No hay duda de que la vida se ha vuelto más cómoda para muchos, tanto más cuanto más altos son los ingresos económicos. Uno se da cuenta con facilidad de la importancia de las comodidades sólo cuando las pierde, temporal o definitivamente; en efecto, uno se habitúa con mucha rapidez a una mejora de su nivel de vida y es fácil olvidarse de las cuitas cuando ya han pasado y cabe esperar que no vuelvan. O tal vez existe una gran variación individual en la capacidad de olvidar. Comparando mis condiciones de vida, que considero bastante buenas, con las de los pueblos Africanos muy pobres, cazadores-recolectores o campesinos, no he percibido una diferencia en el grado de felicidad entre ellos y nosotros, sobre todo en el caso de los cazadores-recolectores. La verdad es que ellos por regla general ignoraban, o ignoran todavía, el uso del dinero y, en consecuencia, no podían pensar en conseguir de forma estable ninguna de las novedades con las que entraban en contacto por primera vez; se divertían, por ejemplo, cogiendo cubitos de hielo, que nunca habían visto ni tocado, y les gustaban las fotografías y los alimentos occidentales. De todos modos, aunque tenían una música y unos bailes excelentes, no parecían sentir nuestra música. Sus manifestaciones sociales —danzas, espectáculos— parecían indicar una participación muy vivaz y divertida. En cambio, entre los campesinos, que inevitablemente conocen el uso del dinero —porque deben pagar impuestos y tienen alguna pequeña producción de bienes, sobre todo comestibles, que pueden cambiar o vender en los mercados—, se creaban los deseos de bienes comunes que tan bien conocemos. Tenían la esperanza de poder comprarse una radio portátil, una bicicleta, un ciclomotor, una cámara fotográfica y, por necesidad, los medios más baratos de iluminación doméstica. No obstante, eran poquísimos los que mostraban el interés y la capacidad de aumentar su poder adquisitivo.

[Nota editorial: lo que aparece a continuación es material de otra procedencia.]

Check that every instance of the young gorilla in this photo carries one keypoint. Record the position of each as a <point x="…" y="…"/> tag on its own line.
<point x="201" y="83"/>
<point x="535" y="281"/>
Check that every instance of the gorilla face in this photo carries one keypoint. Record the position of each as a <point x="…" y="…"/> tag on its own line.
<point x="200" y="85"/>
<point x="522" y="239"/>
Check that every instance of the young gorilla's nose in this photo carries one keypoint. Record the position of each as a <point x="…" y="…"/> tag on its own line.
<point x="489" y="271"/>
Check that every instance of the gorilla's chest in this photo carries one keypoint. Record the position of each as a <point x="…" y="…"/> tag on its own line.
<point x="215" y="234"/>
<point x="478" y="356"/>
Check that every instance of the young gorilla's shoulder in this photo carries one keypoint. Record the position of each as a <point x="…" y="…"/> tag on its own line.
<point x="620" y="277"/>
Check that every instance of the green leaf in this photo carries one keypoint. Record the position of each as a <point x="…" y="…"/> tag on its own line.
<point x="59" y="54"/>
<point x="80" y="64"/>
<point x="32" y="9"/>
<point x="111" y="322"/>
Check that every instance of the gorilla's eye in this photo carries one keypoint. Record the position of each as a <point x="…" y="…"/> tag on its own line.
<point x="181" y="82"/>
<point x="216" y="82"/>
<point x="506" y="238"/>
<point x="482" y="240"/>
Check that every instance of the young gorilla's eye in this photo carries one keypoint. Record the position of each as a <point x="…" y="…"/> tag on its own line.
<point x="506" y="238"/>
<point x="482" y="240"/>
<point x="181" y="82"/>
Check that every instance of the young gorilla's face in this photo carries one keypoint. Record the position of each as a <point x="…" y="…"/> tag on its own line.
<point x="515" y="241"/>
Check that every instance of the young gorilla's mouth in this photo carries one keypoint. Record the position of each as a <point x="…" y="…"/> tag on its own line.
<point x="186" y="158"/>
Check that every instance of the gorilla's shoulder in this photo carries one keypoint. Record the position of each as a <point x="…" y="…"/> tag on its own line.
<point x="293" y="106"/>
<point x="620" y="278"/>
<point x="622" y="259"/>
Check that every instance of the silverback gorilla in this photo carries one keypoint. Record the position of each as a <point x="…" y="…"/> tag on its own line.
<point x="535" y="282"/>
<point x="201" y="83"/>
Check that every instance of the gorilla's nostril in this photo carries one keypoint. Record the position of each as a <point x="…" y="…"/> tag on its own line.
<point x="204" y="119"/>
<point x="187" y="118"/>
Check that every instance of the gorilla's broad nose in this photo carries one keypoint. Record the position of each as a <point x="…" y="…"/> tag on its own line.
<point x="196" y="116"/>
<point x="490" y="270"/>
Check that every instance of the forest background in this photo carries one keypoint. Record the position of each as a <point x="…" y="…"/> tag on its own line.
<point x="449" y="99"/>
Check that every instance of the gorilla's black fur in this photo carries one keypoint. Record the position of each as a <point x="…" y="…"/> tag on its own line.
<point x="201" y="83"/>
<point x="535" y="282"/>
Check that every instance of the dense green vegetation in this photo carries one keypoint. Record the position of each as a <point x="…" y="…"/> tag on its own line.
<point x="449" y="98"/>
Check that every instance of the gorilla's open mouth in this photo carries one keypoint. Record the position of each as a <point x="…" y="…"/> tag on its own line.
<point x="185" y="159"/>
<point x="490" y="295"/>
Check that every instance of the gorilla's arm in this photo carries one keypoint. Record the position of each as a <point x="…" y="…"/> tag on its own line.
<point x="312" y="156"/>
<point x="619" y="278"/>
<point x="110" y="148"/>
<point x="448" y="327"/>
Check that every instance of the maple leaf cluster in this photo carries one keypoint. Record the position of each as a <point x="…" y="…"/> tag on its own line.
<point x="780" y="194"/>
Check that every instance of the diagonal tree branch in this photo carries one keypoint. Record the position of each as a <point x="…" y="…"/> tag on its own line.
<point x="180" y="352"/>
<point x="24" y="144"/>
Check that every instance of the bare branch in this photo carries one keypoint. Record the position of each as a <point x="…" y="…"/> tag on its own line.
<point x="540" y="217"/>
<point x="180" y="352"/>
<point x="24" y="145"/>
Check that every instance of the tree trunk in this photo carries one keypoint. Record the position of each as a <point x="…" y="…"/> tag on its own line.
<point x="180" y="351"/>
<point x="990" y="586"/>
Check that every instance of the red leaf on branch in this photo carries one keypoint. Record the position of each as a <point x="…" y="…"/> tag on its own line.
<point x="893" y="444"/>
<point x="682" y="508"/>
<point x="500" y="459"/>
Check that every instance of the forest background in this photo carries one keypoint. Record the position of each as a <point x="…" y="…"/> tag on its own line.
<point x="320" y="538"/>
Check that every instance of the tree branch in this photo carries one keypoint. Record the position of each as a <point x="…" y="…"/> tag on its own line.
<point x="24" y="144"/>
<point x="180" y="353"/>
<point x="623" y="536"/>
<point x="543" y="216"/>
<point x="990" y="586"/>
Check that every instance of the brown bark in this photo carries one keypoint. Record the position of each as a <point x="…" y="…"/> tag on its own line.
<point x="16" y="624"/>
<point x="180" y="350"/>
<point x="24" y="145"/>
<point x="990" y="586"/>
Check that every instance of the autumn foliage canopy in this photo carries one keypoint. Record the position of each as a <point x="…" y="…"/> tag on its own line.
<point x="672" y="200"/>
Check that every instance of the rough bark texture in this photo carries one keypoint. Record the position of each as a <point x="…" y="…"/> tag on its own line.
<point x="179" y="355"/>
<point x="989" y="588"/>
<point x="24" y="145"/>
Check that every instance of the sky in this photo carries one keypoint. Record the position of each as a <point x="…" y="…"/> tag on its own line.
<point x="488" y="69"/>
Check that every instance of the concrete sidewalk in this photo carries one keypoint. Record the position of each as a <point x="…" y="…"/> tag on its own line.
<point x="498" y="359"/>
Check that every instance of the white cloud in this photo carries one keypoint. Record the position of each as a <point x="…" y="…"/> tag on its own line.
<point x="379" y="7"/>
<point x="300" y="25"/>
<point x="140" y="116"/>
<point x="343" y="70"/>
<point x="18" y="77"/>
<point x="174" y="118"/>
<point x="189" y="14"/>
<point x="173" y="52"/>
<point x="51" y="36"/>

A pesar de los esfuerzos de muchos filósofos y religiosos, queda mucho por comprender todavía acerca de las cuestiones que conciernen a la felicidad; algunas religiones no creen que sea posible adquirirla durante la vida terrenal y la proyectan en un mundo ultraterreno al que se accede después de la muerte, pero sólo como compensación por una vida bien llevada. Otras enseñan métodos para alcanzar una serenidad suficiente en esta misma Tierra. Existe, ciertamente, mucha variación individual en la felicidad y una parte de esta variación podría ser genética, pero es difícil demostrarlo de un modo convincente.